To determine the sample size required for a given confidence level and margin of error, we can use the following formula for sample size in estimating proportions:

\[
n = \left( \frac{Z^2 \cdot p \cdot (1 - p)}{E^2} \right)
\]

Where:
- \(n\) is the required sample size.
- \(Z\) is the Z-value corresponding to the desired confidence level.
- \(p\) is the estimated population proportion (from the current sample).
- \(E\) is the desired margin of error.

### Step 1: Gather the necessary values.
- Confidence level: 95%, so the Z-value for a 95% confidence interval is 1.96 (from the Z-distribution table).
- \(p\), the estimated population proportion, is based on the 1571 respondents who answered "personal satisfaction" out of 3130, so:

\[
p = \frac{1571}{3130} \approx 0.5026
\]

- Margin of error \(E = 2.9\%\), or 0.029.

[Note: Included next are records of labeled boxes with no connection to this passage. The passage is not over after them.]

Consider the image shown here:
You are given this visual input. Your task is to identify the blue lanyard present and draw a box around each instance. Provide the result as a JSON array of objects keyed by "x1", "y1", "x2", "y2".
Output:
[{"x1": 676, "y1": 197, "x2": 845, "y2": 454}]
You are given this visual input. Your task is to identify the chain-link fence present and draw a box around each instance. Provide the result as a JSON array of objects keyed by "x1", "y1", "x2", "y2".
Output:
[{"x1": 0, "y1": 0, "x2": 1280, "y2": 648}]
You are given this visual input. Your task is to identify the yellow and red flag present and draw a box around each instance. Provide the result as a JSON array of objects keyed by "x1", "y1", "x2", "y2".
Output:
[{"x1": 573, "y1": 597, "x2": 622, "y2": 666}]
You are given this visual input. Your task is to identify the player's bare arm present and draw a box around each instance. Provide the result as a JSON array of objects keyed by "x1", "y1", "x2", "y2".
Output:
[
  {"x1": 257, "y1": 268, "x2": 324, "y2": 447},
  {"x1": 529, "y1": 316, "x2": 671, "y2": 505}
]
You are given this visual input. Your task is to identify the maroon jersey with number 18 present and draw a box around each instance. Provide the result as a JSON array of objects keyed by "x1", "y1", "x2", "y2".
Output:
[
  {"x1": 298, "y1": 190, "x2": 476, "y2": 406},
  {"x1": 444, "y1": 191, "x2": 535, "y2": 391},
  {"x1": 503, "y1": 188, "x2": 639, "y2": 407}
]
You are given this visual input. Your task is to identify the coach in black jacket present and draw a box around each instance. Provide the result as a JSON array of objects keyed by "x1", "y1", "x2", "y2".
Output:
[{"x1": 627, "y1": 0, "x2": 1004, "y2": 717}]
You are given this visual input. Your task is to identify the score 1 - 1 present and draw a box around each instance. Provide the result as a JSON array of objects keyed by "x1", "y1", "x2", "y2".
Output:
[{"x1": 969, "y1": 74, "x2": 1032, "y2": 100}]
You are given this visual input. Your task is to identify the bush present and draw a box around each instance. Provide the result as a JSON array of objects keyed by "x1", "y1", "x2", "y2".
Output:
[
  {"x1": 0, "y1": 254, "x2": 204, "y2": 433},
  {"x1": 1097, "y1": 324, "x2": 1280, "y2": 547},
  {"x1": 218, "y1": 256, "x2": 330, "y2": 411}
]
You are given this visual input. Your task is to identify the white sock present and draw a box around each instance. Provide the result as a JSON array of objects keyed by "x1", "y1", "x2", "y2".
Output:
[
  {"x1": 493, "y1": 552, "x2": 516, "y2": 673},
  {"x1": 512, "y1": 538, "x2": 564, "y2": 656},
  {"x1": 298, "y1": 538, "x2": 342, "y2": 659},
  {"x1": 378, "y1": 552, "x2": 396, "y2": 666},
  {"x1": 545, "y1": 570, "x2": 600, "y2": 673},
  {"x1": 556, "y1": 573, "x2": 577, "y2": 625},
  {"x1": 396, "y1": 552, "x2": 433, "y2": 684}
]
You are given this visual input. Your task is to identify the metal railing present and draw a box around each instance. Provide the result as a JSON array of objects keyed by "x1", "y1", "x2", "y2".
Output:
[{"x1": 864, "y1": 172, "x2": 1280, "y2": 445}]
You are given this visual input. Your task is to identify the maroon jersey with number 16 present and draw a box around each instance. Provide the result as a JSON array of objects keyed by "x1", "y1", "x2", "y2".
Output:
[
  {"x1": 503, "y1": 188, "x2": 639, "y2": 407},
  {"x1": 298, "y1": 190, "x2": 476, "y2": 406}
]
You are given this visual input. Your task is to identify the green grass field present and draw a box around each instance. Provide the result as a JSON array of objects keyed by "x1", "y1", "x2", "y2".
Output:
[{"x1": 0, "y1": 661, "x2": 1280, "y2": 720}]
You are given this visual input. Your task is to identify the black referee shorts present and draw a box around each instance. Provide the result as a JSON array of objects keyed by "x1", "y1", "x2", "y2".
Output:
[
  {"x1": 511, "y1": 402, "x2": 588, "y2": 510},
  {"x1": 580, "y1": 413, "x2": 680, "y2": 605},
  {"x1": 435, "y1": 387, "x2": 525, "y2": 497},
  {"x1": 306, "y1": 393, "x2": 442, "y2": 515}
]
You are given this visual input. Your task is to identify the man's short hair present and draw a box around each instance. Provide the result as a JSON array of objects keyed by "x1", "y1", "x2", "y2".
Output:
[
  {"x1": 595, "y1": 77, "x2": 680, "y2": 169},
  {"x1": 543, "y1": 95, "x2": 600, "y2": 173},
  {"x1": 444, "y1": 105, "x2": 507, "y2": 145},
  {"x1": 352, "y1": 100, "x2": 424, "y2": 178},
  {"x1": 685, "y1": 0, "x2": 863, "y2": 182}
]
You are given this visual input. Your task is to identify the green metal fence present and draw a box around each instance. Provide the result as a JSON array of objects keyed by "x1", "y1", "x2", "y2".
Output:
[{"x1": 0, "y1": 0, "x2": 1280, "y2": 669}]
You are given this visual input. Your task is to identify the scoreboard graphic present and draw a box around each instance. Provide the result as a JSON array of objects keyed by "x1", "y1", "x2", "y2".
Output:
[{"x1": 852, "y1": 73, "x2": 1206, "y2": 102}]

### Step 2: Plug values into the formula.
\[
n = \left( \frac{1.96^2 \cdot 0.5026 \cdot (1 - 0.5026)}{0.029^2} \right)
\]
\[
n = \left( \frac{3.8416 \cdot 0.5026 \cdot 0.4974}{0.000841} \right)
\]
\[
n = \left( \frac{0.9645}{0.000841} \right)
\]
\[
n \approx 1146.5
\]

### Step 3: Round up to the nearest whole number.
Since the sample size must be a whole number, we round up:
\[
n \approx 1147
\]

Thus, **a sample size of at least 1147 respondents** is needed to be 95% confident that the sample percentage is within 2.9% of the population percentage.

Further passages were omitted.